Schüller unterscheidet zwei Wege des Engagements chinesischer Firmen im Ausland. Zum einen bauen Unternehmen neue Produktionsstätten jenseits der Heimat auf; zum anderen suchen sie nach kleineren und mittleren Betrieben, die sich für eine Übernahme eignen. "Dabei verfolgen sie das Ziel, Technologie, eingeführte Marken und Vertriebsnetze zu erwerben", so Schüller in Berlin.
Tatkräftig unterstützt bei ihren Expansionsplänen werden Chinas Unternehmen oft von den staatlichen Banken, die ihnen günstige Kredite zur Verfügung stellen.
Die chinesischen Investitionen im Ausland sind in den vergangenen Jahren kräftig gestiegen. Lagen sie vor wenigen Jahren noch bei wenigen hundert Millionen US-Dollar, verbuchten die chinesischen Behörden im vergangenen Jahr bereits 6,9 Milliarden US-Dollar, die Chinas Firmen im Ausland investiert haben. Im ersten Quartal des laufenden Jahres lagen die chinesischen Auslandsinvestitionen bereits bei 2,8 Milliarden US-Dollar - ein Anstieg von 280 Prozent gegenüber dem Vorjahreszeitraum, so Schüller vor den rund 140 Teilnehmern des WirtschaftsWoche-China-Kongresses. Die tatsächliche Höhe des Engagements ist nach Schüllers Berechnungen sogar zwei- bis dreimal so hoch, da beispielsweise Investitionen von Unternehmen aus Hongkong nicht erfasst werden.
Die wichtigsten Zielländer der chinesischen Investoren sind dabei immer noch die asiatischen Staaten. Etwa 60 Prozent der chinesischen Auslandsinvestitionen fließen in die Länder der Region. Europa liegt mit einem Anteil von drei Prozent noch weit hinten.
Doch trotz des geringen Anteils verbuchen auch einige deutsche Städte in jüngster Zeit ein spürbar steigendes Engagement chinesischer Unternehmen. So zählt die nordrhein-westfälische Landeshauptstadt Düsseldorf inzwischen 180 chinesische Firmen. Zu ihnen gehört neben vielen kleinen Firmen auch der Telekomausrüster Huawei aus dem südchinesischen Shenzhen. Erst kürzlich hat das Unternehmen 3200 Quadratmeter Bürofläche in Düsseldorf angemietet und will dort demnächst 200 Mitarbeiter beschäftigen. Erste Aufträge konnte Huawei sich bereits beim Mobilfunkanbieter Vodafone in Düsseldorf sichern.
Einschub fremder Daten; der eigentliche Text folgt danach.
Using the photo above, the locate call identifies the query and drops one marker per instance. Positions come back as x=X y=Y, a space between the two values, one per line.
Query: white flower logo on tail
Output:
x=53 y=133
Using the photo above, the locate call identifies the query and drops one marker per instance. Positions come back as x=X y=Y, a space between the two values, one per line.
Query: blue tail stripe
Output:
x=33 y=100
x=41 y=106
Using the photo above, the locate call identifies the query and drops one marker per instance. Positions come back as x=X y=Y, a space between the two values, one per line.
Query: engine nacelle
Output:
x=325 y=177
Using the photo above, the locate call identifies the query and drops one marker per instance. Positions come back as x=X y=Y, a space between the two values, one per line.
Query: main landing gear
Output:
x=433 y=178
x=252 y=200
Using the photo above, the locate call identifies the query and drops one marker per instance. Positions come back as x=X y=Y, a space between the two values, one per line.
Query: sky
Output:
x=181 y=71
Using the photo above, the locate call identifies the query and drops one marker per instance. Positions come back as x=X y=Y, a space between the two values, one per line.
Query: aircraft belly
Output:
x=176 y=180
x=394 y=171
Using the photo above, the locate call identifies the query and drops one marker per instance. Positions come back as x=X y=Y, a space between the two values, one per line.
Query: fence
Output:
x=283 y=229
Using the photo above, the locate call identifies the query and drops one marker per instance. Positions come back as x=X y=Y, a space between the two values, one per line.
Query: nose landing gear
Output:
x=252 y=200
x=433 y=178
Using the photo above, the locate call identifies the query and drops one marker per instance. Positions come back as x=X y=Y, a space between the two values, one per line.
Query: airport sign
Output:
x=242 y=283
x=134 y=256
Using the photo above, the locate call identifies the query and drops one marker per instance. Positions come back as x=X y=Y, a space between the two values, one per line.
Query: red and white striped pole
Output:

Düsseldorfs Oberbürgermeister Joachim Erwin sieht die Ursache für den Ansiedlungserfolg vor allem in der Gründung des China-Kompetenzzentrums der Stadt vor zwei Jahren. "Als ich damals ankündigte, dafür chinesische Mitarbeiter einstellen zu wollen, gab es bei einigen unserer Kommunalpolitiker erst Mal Stirnrunzeln", so Erwin vor den Teilnehmern des WirtschaftsWoche-China-Kongresses. Nach den ersten Erfolgen der jüngsten Vergangenheit seien die Zweifel aber gewichen.